Well, the point is that there is no reason to wait at all. If you have saturated your worker pool but your CPU is doing nothing because you're waiting for IO (or whatever - but something typical for web applications), there is no reason to wait. If a delay is necessary for some technical reason, it should be set very low by default.
yes, its true, delay should be very slow and that's exactly what this ishue is about.
zerodelay would lead to an overhead, it seems to me.
example: hiload service with many requests, default workers pool 10, spawn_rate 5. every time all workers will be busy for at least 1ms, rr will create +5 workers. expecting at least 50ms is a good solution, at least in my production I would like to see it. the other thing is that the allocate_timeout chosen is certainly not suitable for this.
But why is it a problem creating 5 more workers if all 10 are busy? For this example to make sense, you'd have to receive 15 requests in < 50ms. That's a very tight gap I'd say if the traffic pattern won't continue at all (and hence still require a lot of workers). But I understand your point. I think maybe you can get the best of both worlds with two configs:
Something like:
worker_max_spawn_rate: 2
worker_spawn_delay: 50ms
So every 50ms you will be allowed to create up to 2 more workers, if still necessary. This way you'd would immediately go from 10 to 12 in your example, but not from 12 to 14 before 50ms had passed.
Edit: Okay it seems we already have spawn rate. So yea, I guess we agree. I didn't read the docs at all.

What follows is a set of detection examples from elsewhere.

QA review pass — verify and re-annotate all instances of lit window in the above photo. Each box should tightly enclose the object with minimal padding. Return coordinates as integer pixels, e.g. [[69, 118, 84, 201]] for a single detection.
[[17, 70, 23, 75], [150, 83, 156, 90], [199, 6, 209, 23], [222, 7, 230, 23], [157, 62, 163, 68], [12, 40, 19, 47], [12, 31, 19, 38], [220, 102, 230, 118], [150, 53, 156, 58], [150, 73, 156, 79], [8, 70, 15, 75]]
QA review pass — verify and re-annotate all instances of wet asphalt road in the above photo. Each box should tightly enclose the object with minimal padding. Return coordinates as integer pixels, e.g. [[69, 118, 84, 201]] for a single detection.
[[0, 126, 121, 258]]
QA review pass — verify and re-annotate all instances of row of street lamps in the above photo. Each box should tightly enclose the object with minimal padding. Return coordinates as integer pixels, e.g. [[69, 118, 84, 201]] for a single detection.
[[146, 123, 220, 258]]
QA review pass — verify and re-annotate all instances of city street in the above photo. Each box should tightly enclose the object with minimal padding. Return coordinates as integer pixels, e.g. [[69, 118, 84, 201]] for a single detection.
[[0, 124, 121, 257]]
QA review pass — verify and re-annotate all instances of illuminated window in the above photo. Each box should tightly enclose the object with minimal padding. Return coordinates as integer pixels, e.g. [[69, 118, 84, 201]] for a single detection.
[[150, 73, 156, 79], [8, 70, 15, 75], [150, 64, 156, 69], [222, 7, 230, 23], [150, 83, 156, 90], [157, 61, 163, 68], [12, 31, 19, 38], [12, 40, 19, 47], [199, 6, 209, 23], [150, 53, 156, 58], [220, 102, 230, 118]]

i dont want to limit spawning workers by timeout, i want spawn workers (and the allocation of resources, which can be impressive) only after timeout like 50ms. if after 50ms the workers are also busy, then new wokers should be spawned.
its my case. another case, which I also described, raises the issue of the long start time of workers. when it is a good idea to start creating new workers before all the current ones are busy.
We really like the dynamic scaling feature and are using it in production with Symfony framework running Kubernetes.
Currently it's really hard to find ideal value for allocate_timeout due to following reasons:
- too low value causes first boot of application and workers to fail since Symfony cache takes time to warm up and when under high stress of the cluster
- too low value makes requests fail during load spike longer than allocate_timeout duration and workers are already scaled to the max
- too high value forces the clients to wait for the duration of allocate_timeout even during smaller and temporary spikes
Edit: hopefully better wording
I think that for http request processing it works to think in allocate_timeout terms. For jobs from queues, though, I think it is more useful to think in how many messages are left to process. For example, if you measure and you know that your consumer can process about 10 msg/s and you set a budget of processing time, then you could set spawn_rate = 10. Meaning that you spawn one worker per 10 msgs in the pipeline. Thus, keeping up with the messages as they get consumed from the queue.